Every audio engineer has had a crisis moment under extreme pressure when system problems arise in a live event or broadcast. How should one react? Logically, just as a pilot would when flying a plane in a life or death situation.
Experience — whether a pilot or a sound engineer under pressure — is the key element that tends to separate the true pros from amateurs. Pilots train to totally understand the systems on their aircraft and learn to quickly think through scenarios when serious issues develop.
It is the same with professional sound engineers. The good engineer understands the signal flow of the system so well that he or she reacts instinctively when there is a problem. In a live situation, speed is of the essence.
It all begins with analyzing the issue and knowing where to look for the problem. If a mic has failed, what is the most probable reason? I’d start by changing the mic cable. Then making sure all the XLR connectors are plugged in. Is phantom power on (if needed)? These solutions might sound simple, but under pressure sometimes panic overrides logic.

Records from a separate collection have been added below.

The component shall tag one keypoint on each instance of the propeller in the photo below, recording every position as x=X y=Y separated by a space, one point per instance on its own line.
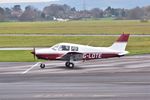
x=34 y=54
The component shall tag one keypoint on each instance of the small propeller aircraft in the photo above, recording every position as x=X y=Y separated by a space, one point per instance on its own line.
x=74 y=52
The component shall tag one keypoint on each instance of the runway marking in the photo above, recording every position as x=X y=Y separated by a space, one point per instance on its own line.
x=30 y=68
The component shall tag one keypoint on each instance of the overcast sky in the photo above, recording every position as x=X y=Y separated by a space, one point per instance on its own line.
x=24 y=1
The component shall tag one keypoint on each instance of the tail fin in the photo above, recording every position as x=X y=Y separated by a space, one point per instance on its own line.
x=121 y=43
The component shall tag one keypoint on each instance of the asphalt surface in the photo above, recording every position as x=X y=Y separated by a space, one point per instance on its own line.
x=126 y=78
x=72 y=35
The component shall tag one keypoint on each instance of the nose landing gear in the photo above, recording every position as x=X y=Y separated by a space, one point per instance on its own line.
x=69 y=65
x=42 y=66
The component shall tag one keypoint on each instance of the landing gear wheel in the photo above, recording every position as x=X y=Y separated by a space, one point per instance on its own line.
x=69 y=65
x=42 y=66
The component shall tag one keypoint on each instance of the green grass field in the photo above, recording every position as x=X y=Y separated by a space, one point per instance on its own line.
x=136 y=45
x=76 y=27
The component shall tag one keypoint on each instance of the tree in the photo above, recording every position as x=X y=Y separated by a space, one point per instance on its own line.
x=135 y=13
x=30 y=14
x=2 y=14
x=96 y=13
x=16 y=12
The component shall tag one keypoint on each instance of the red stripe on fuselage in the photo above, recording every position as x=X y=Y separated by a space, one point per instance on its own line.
x=48 y=56
x=90 y=56
x=123 y=38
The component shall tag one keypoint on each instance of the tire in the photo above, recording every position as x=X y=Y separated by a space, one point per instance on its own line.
x=69 y=65
x=42 y=66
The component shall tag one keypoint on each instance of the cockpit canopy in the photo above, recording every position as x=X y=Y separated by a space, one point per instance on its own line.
x=64 y=47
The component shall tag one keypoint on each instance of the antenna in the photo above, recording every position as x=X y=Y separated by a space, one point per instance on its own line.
x=84 y=5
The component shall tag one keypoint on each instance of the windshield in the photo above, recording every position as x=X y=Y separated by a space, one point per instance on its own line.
x=55 y=47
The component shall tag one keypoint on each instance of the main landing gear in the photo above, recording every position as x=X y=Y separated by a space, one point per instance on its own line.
x=67 y=64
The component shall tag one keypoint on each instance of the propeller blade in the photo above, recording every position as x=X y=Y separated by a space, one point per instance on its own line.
x=33 y=52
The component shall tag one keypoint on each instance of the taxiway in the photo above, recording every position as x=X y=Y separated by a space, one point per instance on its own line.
x=125 y=78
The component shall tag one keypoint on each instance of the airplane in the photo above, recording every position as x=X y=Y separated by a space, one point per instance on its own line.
x=70 y=52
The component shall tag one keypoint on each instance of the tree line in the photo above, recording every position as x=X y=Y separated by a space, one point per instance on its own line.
x=52 y=11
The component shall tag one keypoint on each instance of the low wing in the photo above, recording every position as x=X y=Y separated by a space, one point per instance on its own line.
x=73 y=56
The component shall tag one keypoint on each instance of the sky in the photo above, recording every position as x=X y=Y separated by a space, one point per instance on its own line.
x=24 y=1
x=79 y=4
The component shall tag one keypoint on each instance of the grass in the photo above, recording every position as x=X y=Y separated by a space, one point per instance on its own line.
x=136 y=45
x=76 y=27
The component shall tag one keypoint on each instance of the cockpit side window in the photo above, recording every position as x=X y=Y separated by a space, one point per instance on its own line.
x=64 y=48
x=55 y=47
x=74 y=48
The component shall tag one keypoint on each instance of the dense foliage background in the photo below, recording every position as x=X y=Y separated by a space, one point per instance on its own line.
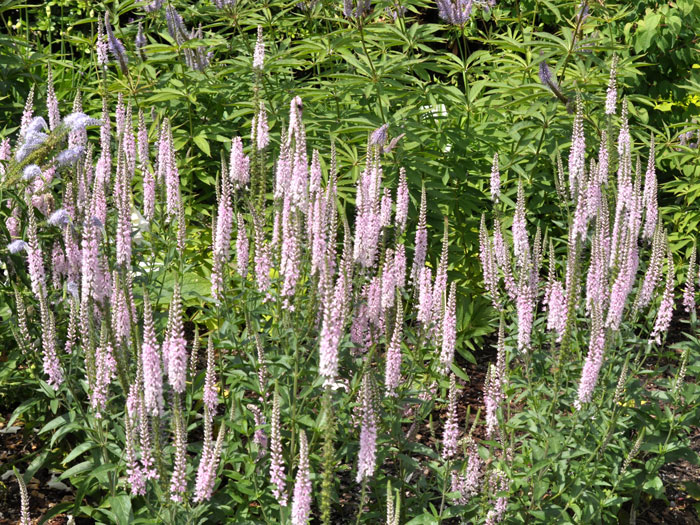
x=452 y=97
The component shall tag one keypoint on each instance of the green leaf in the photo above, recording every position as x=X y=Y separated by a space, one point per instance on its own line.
x=423 y=519
x=202 y=144
x=78 y=451
x=654 y=486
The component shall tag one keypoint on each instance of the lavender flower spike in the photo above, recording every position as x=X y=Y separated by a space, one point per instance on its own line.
x=301 y=502
x=259 y=53
x=24 y=518
x=367 y=460
x=59 y=218
x=611 y=96
x=78 y=121
x=31 y=172
x=495 y=180
x=691 y=276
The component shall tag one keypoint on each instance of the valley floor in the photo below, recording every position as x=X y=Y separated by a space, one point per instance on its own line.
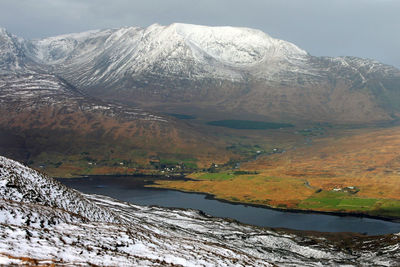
x=355 y=173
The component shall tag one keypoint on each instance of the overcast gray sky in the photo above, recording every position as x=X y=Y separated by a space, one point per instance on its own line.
x=364 y=28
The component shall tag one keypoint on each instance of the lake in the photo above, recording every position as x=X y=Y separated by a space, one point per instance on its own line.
x=131 y=189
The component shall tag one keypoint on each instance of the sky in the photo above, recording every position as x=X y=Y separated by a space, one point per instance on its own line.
x=362 y=28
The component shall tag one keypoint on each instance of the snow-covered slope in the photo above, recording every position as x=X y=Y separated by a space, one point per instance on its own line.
x=237 y=69
x=174 y=50
x=43 y=222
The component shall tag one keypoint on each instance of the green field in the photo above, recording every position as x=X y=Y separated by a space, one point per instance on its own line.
x=249 y=125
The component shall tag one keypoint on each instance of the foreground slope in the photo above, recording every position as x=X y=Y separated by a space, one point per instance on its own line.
x=221 y=69
x=38 y=228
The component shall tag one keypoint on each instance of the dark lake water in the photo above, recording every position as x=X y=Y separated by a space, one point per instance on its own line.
x=131 y=189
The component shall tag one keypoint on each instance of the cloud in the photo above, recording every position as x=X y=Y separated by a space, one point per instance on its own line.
x=366 y=28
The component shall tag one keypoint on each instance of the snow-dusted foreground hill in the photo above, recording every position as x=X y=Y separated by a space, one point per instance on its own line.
x=44 y=222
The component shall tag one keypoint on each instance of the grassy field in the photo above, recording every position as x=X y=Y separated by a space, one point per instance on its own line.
x=357 y=171
x=249 y=125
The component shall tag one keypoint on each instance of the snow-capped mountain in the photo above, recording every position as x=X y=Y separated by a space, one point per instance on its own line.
x=226 y=69
x=174 y=50
x=38 y=104
x=43 y=222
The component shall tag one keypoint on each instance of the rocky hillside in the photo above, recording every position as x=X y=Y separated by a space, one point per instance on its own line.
x=222 y=69
x=43 y=222
x=45 y=117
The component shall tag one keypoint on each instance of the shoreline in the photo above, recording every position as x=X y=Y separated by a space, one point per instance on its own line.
x=332 y=213
x=214 y=197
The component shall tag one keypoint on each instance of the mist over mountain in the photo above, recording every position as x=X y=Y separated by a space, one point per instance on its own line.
x=227 y=69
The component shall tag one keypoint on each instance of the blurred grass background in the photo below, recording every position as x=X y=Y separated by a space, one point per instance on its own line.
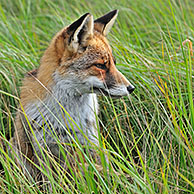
x=152 y=130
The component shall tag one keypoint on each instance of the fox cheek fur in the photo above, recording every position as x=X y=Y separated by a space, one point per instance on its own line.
x=77 y=65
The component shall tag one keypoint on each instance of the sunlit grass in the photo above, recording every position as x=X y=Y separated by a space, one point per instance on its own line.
x=148 y=136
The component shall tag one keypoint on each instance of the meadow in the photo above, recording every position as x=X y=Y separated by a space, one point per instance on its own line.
x=149 y=135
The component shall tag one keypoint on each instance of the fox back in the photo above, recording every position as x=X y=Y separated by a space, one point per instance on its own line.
x=59 y=99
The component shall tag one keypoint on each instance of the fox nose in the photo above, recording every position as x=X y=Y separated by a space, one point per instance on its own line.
x=130 y=89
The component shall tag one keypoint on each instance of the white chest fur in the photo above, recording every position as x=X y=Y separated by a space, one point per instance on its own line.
x=61 y=110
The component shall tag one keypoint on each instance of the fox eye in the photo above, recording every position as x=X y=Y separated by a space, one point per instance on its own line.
x=100 y=66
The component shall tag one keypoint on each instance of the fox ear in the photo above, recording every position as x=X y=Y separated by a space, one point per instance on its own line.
x=80 y=31
x=105 y=23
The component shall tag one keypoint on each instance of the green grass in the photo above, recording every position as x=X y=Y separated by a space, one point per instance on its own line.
x=149 y=136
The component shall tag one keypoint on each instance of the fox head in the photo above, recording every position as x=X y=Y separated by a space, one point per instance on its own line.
x=81 y=59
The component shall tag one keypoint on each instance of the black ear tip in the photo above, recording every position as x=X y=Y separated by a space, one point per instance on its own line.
x=77 y=23
x=107 y=17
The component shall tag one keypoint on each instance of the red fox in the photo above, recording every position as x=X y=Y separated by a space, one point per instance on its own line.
x=77 y=66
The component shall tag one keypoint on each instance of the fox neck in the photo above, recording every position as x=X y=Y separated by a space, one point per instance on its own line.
x=67 y=109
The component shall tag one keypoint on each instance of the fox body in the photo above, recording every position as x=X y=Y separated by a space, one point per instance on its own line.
x=60 y=97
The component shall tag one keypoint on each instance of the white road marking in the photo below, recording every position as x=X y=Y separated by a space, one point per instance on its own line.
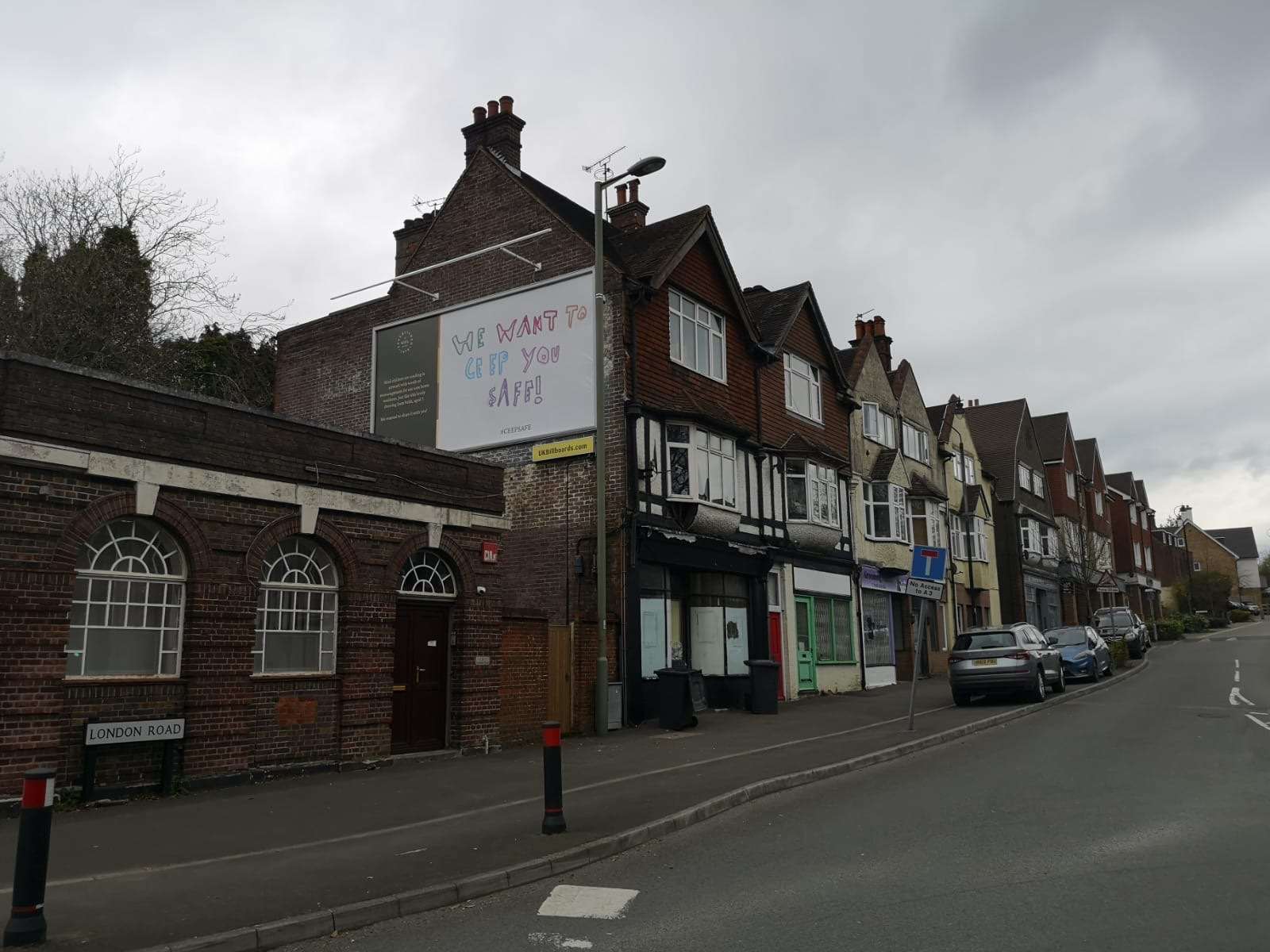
x=587 y=901
x=556 y=941
x=1257 y=721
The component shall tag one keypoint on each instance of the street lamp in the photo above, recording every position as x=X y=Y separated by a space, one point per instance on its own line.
x=645 y=167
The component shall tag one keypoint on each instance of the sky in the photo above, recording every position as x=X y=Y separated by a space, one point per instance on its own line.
x=1062 y=201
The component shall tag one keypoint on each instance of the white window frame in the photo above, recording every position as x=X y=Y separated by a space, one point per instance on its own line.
x=803 y=374
x=725 y=452
x=308 y=573
x=120 y=589
x=686 y=310
x=819 y=486
x=916 y=442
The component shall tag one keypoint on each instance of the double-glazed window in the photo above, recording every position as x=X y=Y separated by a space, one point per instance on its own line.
x=296 y=612
x=886 y=512
x=812 y=492
x=126 y=615
x=918 y=442
x=698 y=338
x=802 y=387
x=827 y=624
x=702 y=465
x=963 y=471
x=879 y=425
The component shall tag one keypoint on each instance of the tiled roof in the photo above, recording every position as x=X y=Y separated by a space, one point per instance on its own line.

Most of the things that go wrong are very basic and easy to find if the engineer thinks logically step by step through the signal chain. The real problem is usually fear and panic under pressure and failure to think clearly.
One of the most common failure issues is power. Is everything in the signal chain powered on? Are all devices that run on batteries operating at full charge? Do you have spare batteries? Pros always do. Is phantom power switched on? A simple advanced checklist, like those used by a pilot, will help avoid this issue.
Most gear has mute buttons. Are all of them unmuted? Check this before doing a lot of unnecessary tests in a panic. It is often the case when you cannot hear audio.
When an issue occurs, it is usually as simple as following the single chain to find the problem. I learned this on President Jimmy Carter’s 1978 trip to France for ABC News. It was the middle of the night on Jan. 5, 1978 in Bayeux, France, just after the President had visited war dead at the cemetery along the Normandy coast.
It had been a long, emotional day and the senior ABC engineering team had been given the night off. As the junior member of the group, I was assigned to babysit an ABC mobile unit during the night. The ABC vehicle sat next to another mobile unit manned by an all-French crew. I settled in for what I expected to be a long and uneventful night.
All was quiet until I was awakened and told that President Carter wanted to make unexpected last minute remarks from a small courtyard near our mobile units. The President’s remarks would air live on the morning talk shows back in the United States, which meant he would go on the air in the very early morning hours in France.
The president’s live speech would air in about an hour and no one had planned for this early morning broadcast. Knowing I was on my own, I began to try to figure out what to do.
To get the audio of this live feed from the plaza, an audio cable would have to run from the ABC unit I manned to the French unit next door. The problem was the audio connectors. The American cables used XLR connectors and the French truck had banana jacks for the audio connections.
Thinking quickly, I noted a plate of fromage frais (fresh cheese) and other goodies in the ABC truck that the French had provided to us. I took the knife from the plate and sliced the connector off one end of the XLR audio cable and then stripped several of the wires to bare copper.
After twisting the wires, I took toothpicks from the plate and a roll of gaffer’s tape and walked over to the French truck. There, I stuck the bare wires into the holes of the banana jacks and used toothpicks to hold them. I then secured the toothpicks with gaffer’s tape.
Believe it or not — after a brief test — the audio worked. The French, who couldn’t speak a word of English, and I, who knew no French, cheered and laughed hysterically.
Within minutes, senior ABC engineers arrived on the scene — totally mystified by what I had done. But Carter had to speak within minutes and my set-up worked. That’s all that really mattered, so they left it alone.
The President of the United States successfully made his speech over my jury-rigged set-up. The ABC engineers congratulated me for thinking creatively through the situation.
This was a situation of knowing your systems well enough to follow a mental checklist through the signal path. I changed one variable at a time to make it work. Yes, the signal flow was complex and problematic, but logical.
Yes, and it was also stressful, but that comes with the job. Just as the pilot, one must stay calm under pressure. I learned in that early situation that I had the confidence to do live feeds and never lost one in later years. The ability to adapt under pressure is something that every engineer has to develop.